En dépit des divisions et des pertes de voix, le DP est toutefois parvenu à maintenir — de justesse — sa position de parti dominant en nombre de sièges. Alors que les démocrates ont remporté neuf sièges sur 24 aux élections directes et détiennent aujourd’hui 12 des 60 sièges du Legco, la DAB a remporté six sièges aux élections directes (deux autres ont été remportés par des candidats alliés colistiers de ceux du DAB). Mais le nombre total de sièges détenus par la DAB est passé de 11 à 10 après la démission de Gary Cheng Kai-nam le 19 septembre. Bien que l’administration de Tung Chee-hwa ne bénéficie pas stricto sensu d’une majorité assurée au Legco dans la mesure où Tung lui-même n’est affilié à aucun parti, le gouvernement peut aujourd’hui compter sur une majorité de 37 voix en sa faveur, environ autant que dans l’assemblée précédente. Il est fort probable que l’opposition, qui compte aujourd’hui 22 députés, gagne un député supplémentaire après les élections partielles du 10 décembre, mais cela ne remettra pas en cause la majorité pro-gouvernementale (3).

Les questions au centre des débats sur les élections de 2004 seront d’une part l’éventuelle abolition des 30 sièges élus par les collèges socio-professionnels et, d’autre part, l’élection de tous les députés au suffrage universel comme le prévoit la Loi fondamentale. La proportion des sièges directement élus était jusqu’alors prescrite par la mini-constitution de Hong Kong mais, après cette élection, il se pourrait que la totalité des sièges du Conseil législatif soient ouverts aux élections directes, cela à condition que la réforme soit avalisée par le chef de l’exécutif et les deux tiers du Legco. Et d’après les enquêtes d’opinion, la population souhaite que ces élections directes aient lieu le plus rapidement possible (voir tableau 3).

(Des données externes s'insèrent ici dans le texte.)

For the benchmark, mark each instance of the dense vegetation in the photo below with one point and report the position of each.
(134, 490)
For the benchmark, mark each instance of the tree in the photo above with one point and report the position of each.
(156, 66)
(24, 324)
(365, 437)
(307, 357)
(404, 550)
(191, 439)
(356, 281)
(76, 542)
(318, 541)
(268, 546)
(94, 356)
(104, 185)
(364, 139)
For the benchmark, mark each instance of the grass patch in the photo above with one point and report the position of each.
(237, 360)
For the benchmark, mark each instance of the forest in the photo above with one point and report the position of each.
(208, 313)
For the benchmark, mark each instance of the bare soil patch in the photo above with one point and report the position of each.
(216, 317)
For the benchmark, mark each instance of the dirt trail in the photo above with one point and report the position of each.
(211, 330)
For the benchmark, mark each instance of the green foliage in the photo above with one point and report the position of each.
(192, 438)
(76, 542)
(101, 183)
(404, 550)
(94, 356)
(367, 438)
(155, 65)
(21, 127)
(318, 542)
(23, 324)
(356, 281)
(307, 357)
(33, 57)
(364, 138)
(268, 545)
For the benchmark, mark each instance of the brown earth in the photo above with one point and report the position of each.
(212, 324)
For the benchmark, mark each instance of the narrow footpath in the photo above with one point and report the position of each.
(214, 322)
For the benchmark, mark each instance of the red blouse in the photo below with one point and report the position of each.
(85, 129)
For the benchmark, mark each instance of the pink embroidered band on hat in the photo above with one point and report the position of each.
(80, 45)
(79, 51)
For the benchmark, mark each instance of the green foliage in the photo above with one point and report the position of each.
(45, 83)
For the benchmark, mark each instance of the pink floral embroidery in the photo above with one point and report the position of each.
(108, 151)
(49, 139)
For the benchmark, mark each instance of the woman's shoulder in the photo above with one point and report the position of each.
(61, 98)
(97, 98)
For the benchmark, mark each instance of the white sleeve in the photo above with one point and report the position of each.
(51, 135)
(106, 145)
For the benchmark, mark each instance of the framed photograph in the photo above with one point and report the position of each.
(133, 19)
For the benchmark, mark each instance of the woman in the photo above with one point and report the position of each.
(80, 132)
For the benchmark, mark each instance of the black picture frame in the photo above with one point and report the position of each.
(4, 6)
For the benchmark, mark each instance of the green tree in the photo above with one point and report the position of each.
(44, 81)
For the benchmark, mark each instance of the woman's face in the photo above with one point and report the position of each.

Tableau 3 – Sièges au Legco 2000 par parti et par modes de scrutin

Quelques semaines avant les élections, les forces démocrates finirent par réaliser qu’elles risquaient de payer très cher le coût de longs mois de dissensions internes et décidèrent de mettre leurs désaccords de côté. Si le parti Frontier est ainsi parvenu à maintenir tous ces sièges, Emily Lau, sa présidente, a vu son score chuter considérablement. Leung Kwok-hung, ce trotskiste surnommé « cheveux longs » et farouche opposant de Tung, a totalisé 18 000 voix dans la même circonscription qu’Emily Lau en menant une campagne qui a su compenser la faiblesse des ressources financières par une utilisation extrêmement habile des médias. La plupart des candidats pro-démocrates, à l’exception de Leung, s’étaient abstenus d’attaquer directement le chef de l’exécutif après que les forces pro-Pékin eurent lancé une féroce campagne de diffamation accusant tout un chacun de fomenter un complot destiné à renverser le gouvernement de la RAS. Ces accusations faisaient suite à des révélations publiées dans le Pingguo ribao (Apple Daily) selon lesquelles le candidat de la DAB Gary Cheng aurait distribué un document gouvernemental confidentiel à ses partenaires en affaires. L’assaut des pro-Pékin se situait également dans le sillage des accusations proférées par Robert Chung. Effectuant des enquêtes d’opinion à l’Université de Hong Kong, ce chercheur révéla qu’au cours de l’été 2000 l’entourage de Tung avait tenté d’interférer dans ses sondages (4) lesquels, comme tous les autres, y compris ceux du gouvernement, mettaient en évidence la chute de la cote de popularité du chef de l’exécutif (entre un cinquième et un quart de la population se déclarait satisfait des performances du chef de l’exécutif). Les retombées de l’affaire Chung ont entraîné la démission de deux hauts responsables de l’Université de Hong Kong qui avaient relayé ces pressions. Après le scrutin de septembre, certains députés ont tenté, sans succès, de faire adopter une motion réclamant l’ouverture d’une enquête et ont demandé la démission du premier conseiller de Tung, Andrew Lo, le responsable présumé des pressions exercées sur les universitaires.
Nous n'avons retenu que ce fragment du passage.